I have a task of identifying the number of bacterial colonies on a relatively diverse set of top-down photos of a Petri dish located on a table. The basic process is the following:
- detect the Petri dish on the image, crop everything outside of it;
- apply binary thresholding which should result in a black background and white colonies or clusters thereof;
- use simple blob detector or watershed to identify the colonies, highlight them on the source image and output their count.

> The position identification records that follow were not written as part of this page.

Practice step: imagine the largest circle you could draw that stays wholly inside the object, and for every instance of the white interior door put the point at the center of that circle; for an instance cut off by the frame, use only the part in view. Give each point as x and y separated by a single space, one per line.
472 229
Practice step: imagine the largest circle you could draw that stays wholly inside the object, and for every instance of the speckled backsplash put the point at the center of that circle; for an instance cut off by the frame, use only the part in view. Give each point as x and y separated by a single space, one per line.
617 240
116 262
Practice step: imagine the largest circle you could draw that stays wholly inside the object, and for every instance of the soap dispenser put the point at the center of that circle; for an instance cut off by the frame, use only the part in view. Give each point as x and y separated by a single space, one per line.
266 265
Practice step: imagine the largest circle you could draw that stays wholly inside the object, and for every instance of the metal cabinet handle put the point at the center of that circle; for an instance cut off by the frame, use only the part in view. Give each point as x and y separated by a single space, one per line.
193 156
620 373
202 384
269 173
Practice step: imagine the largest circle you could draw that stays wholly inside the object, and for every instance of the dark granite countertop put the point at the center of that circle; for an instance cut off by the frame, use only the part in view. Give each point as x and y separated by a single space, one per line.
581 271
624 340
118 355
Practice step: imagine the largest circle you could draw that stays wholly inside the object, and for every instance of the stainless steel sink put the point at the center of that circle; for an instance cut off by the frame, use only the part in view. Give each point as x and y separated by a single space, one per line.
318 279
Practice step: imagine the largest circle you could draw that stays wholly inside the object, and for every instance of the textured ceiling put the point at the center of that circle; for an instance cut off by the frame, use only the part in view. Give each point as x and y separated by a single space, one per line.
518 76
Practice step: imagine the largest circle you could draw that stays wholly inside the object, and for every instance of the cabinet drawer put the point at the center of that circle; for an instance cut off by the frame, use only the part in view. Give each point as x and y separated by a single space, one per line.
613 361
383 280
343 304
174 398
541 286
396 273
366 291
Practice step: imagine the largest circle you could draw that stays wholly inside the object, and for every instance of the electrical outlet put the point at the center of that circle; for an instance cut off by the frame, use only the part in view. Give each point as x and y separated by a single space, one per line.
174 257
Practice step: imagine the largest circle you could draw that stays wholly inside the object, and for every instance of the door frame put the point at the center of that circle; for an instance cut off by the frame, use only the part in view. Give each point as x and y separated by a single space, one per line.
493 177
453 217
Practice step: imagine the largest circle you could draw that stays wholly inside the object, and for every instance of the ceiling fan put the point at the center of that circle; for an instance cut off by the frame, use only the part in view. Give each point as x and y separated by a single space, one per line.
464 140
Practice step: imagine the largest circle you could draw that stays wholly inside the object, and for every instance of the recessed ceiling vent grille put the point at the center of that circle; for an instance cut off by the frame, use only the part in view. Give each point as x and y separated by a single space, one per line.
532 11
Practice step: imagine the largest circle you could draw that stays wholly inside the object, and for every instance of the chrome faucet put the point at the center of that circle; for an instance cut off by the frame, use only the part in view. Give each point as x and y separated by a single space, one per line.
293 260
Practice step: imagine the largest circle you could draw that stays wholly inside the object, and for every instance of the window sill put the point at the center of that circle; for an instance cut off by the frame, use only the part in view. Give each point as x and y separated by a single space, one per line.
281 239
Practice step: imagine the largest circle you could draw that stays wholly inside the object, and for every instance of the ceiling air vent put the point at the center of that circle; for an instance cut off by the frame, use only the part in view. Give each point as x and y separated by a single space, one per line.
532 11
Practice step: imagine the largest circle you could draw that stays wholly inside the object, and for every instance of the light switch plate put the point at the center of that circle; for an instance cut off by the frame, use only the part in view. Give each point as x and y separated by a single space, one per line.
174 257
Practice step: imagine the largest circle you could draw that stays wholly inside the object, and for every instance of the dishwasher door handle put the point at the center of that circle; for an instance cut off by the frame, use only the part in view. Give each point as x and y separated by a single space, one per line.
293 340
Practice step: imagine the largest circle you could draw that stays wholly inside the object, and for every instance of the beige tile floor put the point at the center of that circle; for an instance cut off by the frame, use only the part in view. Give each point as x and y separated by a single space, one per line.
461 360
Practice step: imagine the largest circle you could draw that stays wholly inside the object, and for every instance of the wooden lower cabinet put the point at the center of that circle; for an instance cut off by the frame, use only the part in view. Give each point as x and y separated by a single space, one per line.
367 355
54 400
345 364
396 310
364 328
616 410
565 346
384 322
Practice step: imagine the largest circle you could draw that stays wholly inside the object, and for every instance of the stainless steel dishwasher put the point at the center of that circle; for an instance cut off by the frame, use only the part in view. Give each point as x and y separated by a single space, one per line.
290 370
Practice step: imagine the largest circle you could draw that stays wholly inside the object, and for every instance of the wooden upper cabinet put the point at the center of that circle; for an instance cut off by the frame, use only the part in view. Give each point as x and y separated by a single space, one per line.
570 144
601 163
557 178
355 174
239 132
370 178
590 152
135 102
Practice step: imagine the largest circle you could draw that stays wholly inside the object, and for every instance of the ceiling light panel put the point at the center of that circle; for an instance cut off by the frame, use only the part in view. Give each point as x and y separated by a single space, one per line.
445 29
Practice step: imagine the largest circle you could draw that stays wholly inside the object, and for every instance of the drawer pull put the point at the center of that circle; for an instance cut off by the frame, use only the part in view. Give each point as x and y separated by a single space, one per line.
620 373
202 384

Input example 1 Input example 2 Input example 3: an edge case
Problem 1
The table around the Petri dish isn't smooth and contains spots so I usually use Hough transform to detect the dish and remove everything outside of it. The problem is that there are light reflections near the edge of the Petri dish represented as rings with their radius on par with that of the dish edge, as well as other reflections that obscure the view of the colonies and affect the thresholding applied. So I need reliable code for detecting the innermost circle that has roughly the same centre as the outer border of the Petri dish and doesn't contain any further reflections, i.e. cropping at the outer border is sub-optimal.
Cropping attempt
fig. 1. Grab first detected circle with a radius within the range of [int(image.shape[1]/4),int(image.shape[1]/2)]
from circle Hough Transform, use a mask and crop to [x+r:x-r,y+r:y-r]
Problem 2.1
The colonies have a colour usually close to the colour of the background (the agar) and in different areas these can overlap (e.g. colony colour in a section A has the same colour as the background in a section B). This renders the method of general thresholding useless. Different photos having different brightness is an issue as well in the context of the binary method and its rigid parameters - for some images a param of (184,255)
is useful while on others only a setting as low as (120,255)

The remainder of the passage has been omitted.